As technology and business advance, growing ever closer together, customers and suppliers are gaining an unprecedented access to foreign markets they were never able to reach before. Companies are finding themselves competing, and managing activities on an increasingly global scale, facing unexpected challenges and wholesale disruptions that just weren’t a concern a decade or two ago.
The supply chain in particular is an oft underappreciated function that is particularly exposed to economic upheaval, changing customer demand and other risk factors both internally and externally. Considering the importance of a smoothly functioning supply chain to a company’s continued operation, it is becoming more and more important for managers to be able to identify, quantify and mitigate the many risks they face. Indeed, a recently concluded Chartered Institute of Procurement and Supply (CIPS) study shows that global supply chain risk is currently at its highest point since 2013, with economic and environmental instability apparent in regions across the globe.
Here are some of the main key factors affecting the global supply chain currently.
These vulnerabilities reflect a diverse set of global challenges facing companies. The effects of economic slowdown and political upheaval are particularly impactful on the supply chain. As currency fluctuations, instability in demand and prices, changing labor costs and inflationary pressures make it impossible for firms to accurately plan their investment in foreign markets.
For many companies, this means they must instead opt for a shorter and simpler supply chain. If outside procurement is necessary, companies must keep close communications with suppliers to ensure they are flexible enough to monitor, and quickly react to changes in the market.
These risks can be both internal and external. Natural disasters and other extreme weather conditions comprise the bulk of external environmental risks companies will face. Earthquakes, flooding, winter storms and tornadoes can close off airports, docks and roads making delaying the shipment of goods and making it impossible to arrange travel and communication in and out of supplying countries.
Internal risks can arise from improper health and safety and goods management procedures. These can cause fires, spills, chemical leaks and other environmental hazards that result in the shutdown of storage or shipping facilities.
While weather conditions may be impossible to account for, reaction times and recovery plans can be developed that establish a list of guidelines and expectations for your supplier in the case of these sorts of disruptions. It is important that good communication systems are in place, and that contracts make reference to possible delays due to environmental factors
Terrorism, government policy changes, systematic corruption and energy crises. These are just some of the geopolitical issues facing firms that operate in the international marketplace. If a country pulls out of a mutually beneficial trade deal or starts to pursue protectionist policies it can severely affect the terms of your international dealings. While the possibility of expensive shipments being commandeered, or a delivery channel being closed due to security threats is also a very real possibility.

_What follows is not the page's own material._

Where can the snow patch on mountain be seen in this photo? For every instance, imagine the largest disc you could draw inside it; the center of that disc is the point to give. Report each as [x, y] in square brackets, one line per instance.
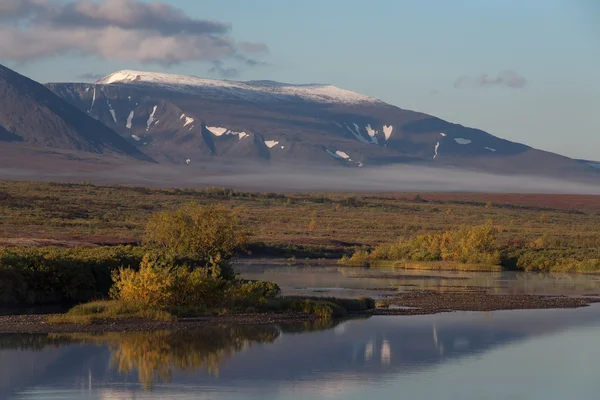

It is important that companies are aware of the political trends in the country they are receiving supply from. Technology can be used to develop an overall picture of possible risks, while certain insurance policies will cover companies against the threat of embargoes or cancelled licenses. It may be necessary to establish an on-ground presence through an IOR or EOR to ensure the delivery of goods at agreed prices.
Trusting a vital part of your business operations to an outside party means you are vulnerable to issues such as inaccurate or delayed shipment, erratic communications, unresponsive and inflexible operations and even the threat of a supplier going out of business. It is important for firms to conduct due diligence and screening before selecting suppliers and to carry out periodic assessments to ensure there are no changes in compliance or delivery of goods. It is important that companies work with suppliers to establish an awareness of areas of potential risk, so that both firms can take steps to mitigate them.